The word presentation can strike fear into the bravest among us. It has become received wisdom that giving a presentation can be a career defining (or limiting) opportunity. The weight of expectation is heavy.
Managers who are looking to grow their people send them to presentation skills training, where many people have the scariest experience of their lives. Video and ‘constructive feedback’ is used to bully them into hiding behind transmitting powerpoint slides full of words rather than having conversations, and they learn to put on a ‘presentation self’, who pauses for impact and uses strategic hand gestures to emphasise a point.
We believe there is another way – one that involves you being you, and you leading effective conversations that get people where they need to be: whether that is with 5 people or 500, on a stage at a company conference or in your Monday morning team meeting.
What we’ve found most useful is to take the weight of expectation away from the established ‘business presentation’ format. We spend so much time in meetings in work; surely this time deserves to be effective – it’s time to bust a few myths around presentations and do things differently!

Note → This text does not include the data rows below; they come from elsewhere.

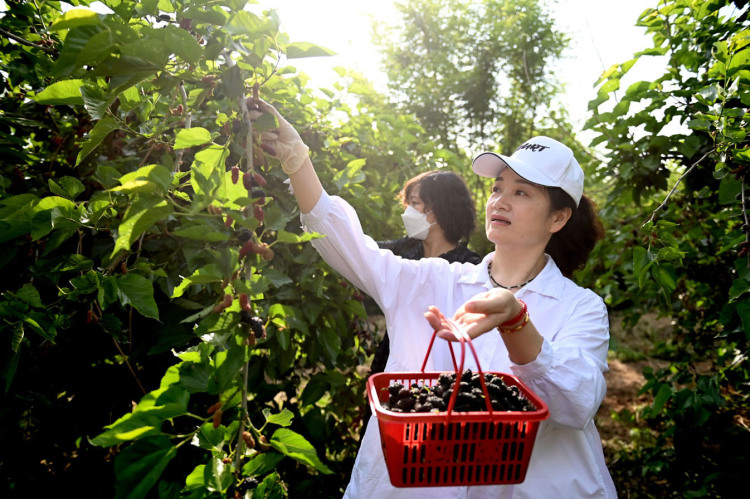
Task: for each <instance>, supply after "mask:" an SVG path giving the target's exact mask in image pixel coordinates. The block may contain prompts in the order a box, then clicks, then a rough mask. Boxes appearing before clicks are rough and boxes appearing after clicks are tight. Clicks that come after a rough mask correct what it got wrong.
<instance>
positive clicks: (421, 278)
mask: <svg viewBox="0 0 750 499" xmlns="http://www.w3.org/2000/svg"><path fill="white" fill-rule="evenodd" d="M301 220H302V224H303V227H304V229H305V230H306V231H308V232H317V233H320V234H323V235H325V236H326V237H323V238H320V239H316V240H314V241H313V242H312V244H313V245H314V247H315V248H316V249H317V250H318V252H319V253H320V254H321V256H322V257H323V259H324V260H325V261H326V262H327V263H328V264H329V265H331V267H333V268H334V269H335V270H336V271H338V272H339V273H341V274H342V275H343V276H344V277H345V278H346V279H348V280H349V281H350V282H352V284H354V285H355V286H357V287H358V288H359V289H361V290H362V291H364V292H366V293H367V294H369V295H370V296H371V297H372V298H373V299H374V300H375V301H376V302H377V303H378V305H379V306H380V308H381V310H382V311H383V313H384V315H385V320H386V324H387V325H388V328H387V331H388V334H389V335H390V342H391V353H390V357H389V359H388V363H387V365H386V372H393V371H411V372H417V371H419V370H420V368H421V366H422V362H423V361H424V356H425V354H426V352H427V347H428V345H429V341H430V338H431V337H432V333H433V331H432V329H431V328H430V326H429V324H428V323H427V321H426V320H425V318H424V315H423V314H424V312H425V311H426V310H427V308H428V307H429V306H430V305H436V306H437V307H438V308H439V309H440V310H441V311H442V312H443V313H444V314H445V315H446V316H449V317H450V316H451V315H453V313H454V312H455V311H456V310H457V309H458V307H459V306H461V305H462V304H463V303H465V302H466V301H467V300H469V299H470V298H472V297H474V296H476V295H477V294H479V293H482V292H485V291H488V290H490V289H491V288H492V284H491V282H490V280H489V273H488V270H487V264H488V262H489V261H490V260H491V258H492V256H493V254H492V253H491V254H489V255H487V256H486V257H485V258H484V260H483V262H482V263H481V264H479V265H472V264H469V263H463V264H462V263H452V264H449V263H448V262H446V261H445V260H443V259H440V258H426V259H422V260H404V259H402V258H400V257H397V256H395V255H394V254H393V253H391V252H390V251H387V250H381V249H379V248H378V245H377V244H376V243H375V241H374V240H372V239H371V238H370V237H368V236H366V235H365V234H364V233H363V231H362V228H361V225H360V222H359V219H358V218H357V215H356V213H355V211H354V209H353V208H352V207H351V206H350V205H349V204H348V203H346V202H345V201H343V200H342V199H340V198H338V197H335V196H329V195H328V194H327V193H325V192H324V193H323V195H322V196H321V198H320V200H319V201H318V203H317V204H316V206H315V207H314V208H313V210H312V211H311V212H310V213H308V214H303V215H302V216H301ZM516 296H517V297H518V298H519V299H523V300H524V301H525V302H526V303H527V305H528V311H529V316H530V317H531V320H532V322H533V323H534V325H535V326H536V328H537V330H538V331H539V332H540V334H541V335H542V336H543V338H544V342H543V344H542V351H541V353H540V354H539V356H538V357H537V359H536V360H534V361H533V362H530V363H528V364H524V365H517V364H514V363H513V362H511V361H510V359H509V358H508V351H507V349H506V348H505V344H504V343H503V341H502V339H501V338H500V335H499V334H495V333H487V334H483V335H481V336H480V337H478V338H476V339H474V340H473V343H474V347H475V349H476V351H477V354H478V356H479V362H480V366H481V367H482V369H483V370H484V371H493V372H507V373H512V374H513V375H515V376H517V377H518V378H519V379H520V380H521V381H523V382H524V383H525V384H526V385H527V386H528V387H529V388H531V390H532V391H534V393H536V394H537V395H538V396H539V397H540V398H541V399H542V400H544V402H545V403H546V404H547V406H548V407H549V413H550V417H549V419H548V420H546V421H544V422H542V423H541V424H540V426H539V432H538V434H537V438H536V441H535V444H534V450H533V452H532V455H531V459H530V461H529V467H528V470H527V473H526V479H525V480H524V482H523V483H521V484H514V485H484V486H474V487H455V486H454V487H418V488H415V487H410V488H396V487H393V486H392V485H391V482H390V480H389V478H388V471H387V469H386V466H385V460H384V457H383V450H382V448H381V445H380V434H379V428H378V425H377V422H376V418H375V416H373V418H374V419H375V420H374V421H373V420H371V421H370V424H368V427H367V431H366V433H365V436H364V438H363V440H362V444H361V447H360V451H359V454H358V455H357V459H356V461H355V464H354V469H353V471H352V478H351V481H350V482H349V485H348V487H347V489H346V493H345V495H344V498H345V499H347V498H348V499H358V498H364V497H378V498H380V497H382V498H409V499H415V498H422V497H424V498H429V499H435V498H440V499H443V498H471V499H478V498H493V499H495V498H534V499H540V498H553V497H554V498H557V497H565V498H588V497H597V498H605V499H610V498H616V497H617V493H616V491H615V488H614V484H613V482H612V478H611V477H610V475H609V471H608V470H607V467H606V464H605V462H604V454H603V451H602V445H601V439H600V438H599V434H598V432H597V430H596V427H595V425H594V419H593V418H594V415H595V414H596V411H597V409H598V408H599V405H600V404H601V402H602V400H603V398H604V395H605V392H606V384H605V380H604V376H603V373H604V372H606V371H607V369H608V367H607V349H608V343H609V321H608V317H607V309H606V306H605V305H604V303H603V301H602V300H601V298H600V297H599V296H597V295H596V294H595V293H593V292H592V291H590V290H588V289H584V288H581V287H580V286H577V285H576V284H574V283H573V282H572V281H570V280H569V279H567V278H565V277H563V275H562V274H561V273H560V270H559V269H558V268H557V265H555V263H554V261H553V260H552V259H551V258H549V257H547V264H546V266H545V267H544V269H543V270H542V272H541V273H539V275H537V277H536V278H534V280H533V281H532V282H531V283H529V284H527V285H526V286H524V287H523V288H521V289H520V290H519V291H518V292H517V293H516ZM464 368H465V369H472V370H476V368H477V366H476V362H475V361H474V358H473V356H472V355H471V354H467V355H466V361H465V366H464ZM425 370H426V371H453V370H454V367H453V362H452V360H451V356H450V352H449V350H448V342H444V341H439V340H437V341H435V344H434V346H433V349H432V353H431V355H430V358H429V360H428V362H427V365H426V366H425Z"/></svg>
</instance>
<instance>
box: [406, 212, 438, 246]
mask: <svg viewBox="0 0 750 499" xmlns="http://www.w3.org/2000/svg"><path fill="white" fill-rule="evenodd" d="M428 213H429V212H428ZM401 220H403V221H404V227H406V235H407V236H409V237H412V238H414V239H420V240H424V239H425V238H426V237H427V234H428V233H429V232H430V226H431V225H433V224H434V223H437V222H433V223H432V224H431V223H430V222H428V221H427V213H420V212H419V211H417V210H416V209H415V208H412V207H411V206H407V207H406V211H404V214H403V215H401Z"/></svg>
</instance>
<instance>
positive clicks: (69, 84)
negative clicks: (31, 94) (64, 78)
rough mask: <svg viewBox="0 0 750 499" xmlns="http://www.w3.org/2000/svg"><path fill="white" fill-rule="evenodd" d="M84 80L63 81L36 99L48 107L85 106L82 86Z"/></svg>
mask: <svg viewBox="0 0 750 499" xmlns="http://www.w3.org/2000/svg"><path fill="white" fill-rule="evenodd" d="M82 85H83V80H63V81H58V82H55V83H53V84H52V85H50V86H48V87H47V88H45V89H44V90H42V91H41V92H39V94H37V95H36V96H35V97H34V100H35V101H37V102H38V103H39V104H42V105H46V106H57V105H62V104H69V105H71V106H80V105H83V97H82V96H81V86H82Z"/></svg>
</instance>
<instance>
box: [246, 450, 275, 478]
mask: <svg viewBox="0 0 750 499" xmlns="http://www.w3.org/2000/svg"><path fill="white" fill-rule="evenodd" d="M282 459H284V455H283V454H277V453H276V452H261V453H258V454H256V456H255V457H254V458H252V459H251V460H250V462H248V463H247V464H245V466H243V467H242V474H243V475H244V476H263V475H265V474H266V473H268V472H269V471H271V470H274V469H276V466H277V465H278V464H279V463H280V462H281V460H282Z"/></svg>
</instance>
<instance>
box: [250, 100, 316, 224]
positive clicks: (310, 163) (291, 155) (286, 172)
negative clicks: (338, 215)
mask: <svg viewBox="0 0 750 499" xmlns="http://www.w3.org/2000/svg"><path fill="white" fill-rule="evenodd" d="M259 107H260V111H261V112H263V113H271V114H273V115H274V116H275V117H276V120H277V121H278V123H279V127H278V128H276V129H275V130H271V131H267V132H264V133H263V134H262V135H261V139H262V140H263V143H265V144H268V145H270V146H271V147H273V148H274V149H275V151H276V158H278V160H279V161H280V162H281V168H282V169H283V170H284V173H286V174H287V175H289V179H290V180H291V182H292V189H293V190H294V196H295V198H297V204H298V205H299V209H300V211H301V212H302V213H309V212H310V211H312V209H313V208H314V207H315V205H316V204H317V202H318V200H319V199H320V195H321V194H322V192H323V186H322V185H321V183H320V179H319V178H318V174H317V173H315V169H314V168H313V166H312V162H311V161H310V156H309V154H308V152H309V148H308V147H307V146H306V145H305V143H304V142H302V138H301V137H300V136H299V133H297V130H295V129H294V127H293V126H292V125H291V124H290V123H289V122H288V121H287V120H285V119H284V118H283V117H282V116H281V114H279V112H278V111H277V110H276V109H275V108H274V107H273V106H272V105H270V104H269V103H267V102H265V101H263V100H261V101H260V102H259Z"/></svg>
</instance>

MYTH: Smooth and slick presentations are the gold standard we should all aim for
FACT: Smooth and slick don’t happen in real life – so those ‘impactful’ tricks don’t feel real. Pausing artificially for impact reduces your impact. Strategic hand gestures make you look like a TV weather presenter. It’s feeling comfortable that will enable you to create maximum impact.
MYTH: There’s you the normal person, and then there’s a separate you that’s a ‘presenter’
FACT: Nothing turns off participants more than seeing someone they know well, or would like to know well, being someone they’re not. Being yourself, talking the way you do at the pub or round the breakfast table on a weekend; that’s you at your most entertaining and effective.
MYTH: Serious subjects need dry, businesslike treatment
FACT: Whatever the subject matter, taking a relaxed (but not inappropriately irreverent) approach will help brains focus on and work with key messages. The human brain is more effective when the human being it’s sitting in feels safe, comfortable and relaxed.
MYTH: Everything needs to be perfect, mistakes are a disaster
FACT: Only you noticed the spelling mistake on slide 33. It’s just not a big deal. They don’t know what they don’t know. If they’ve never experienced this before, they don’t know how it should be. Rather than throwing out the baby with the bathwater, just smooth over it and carry on.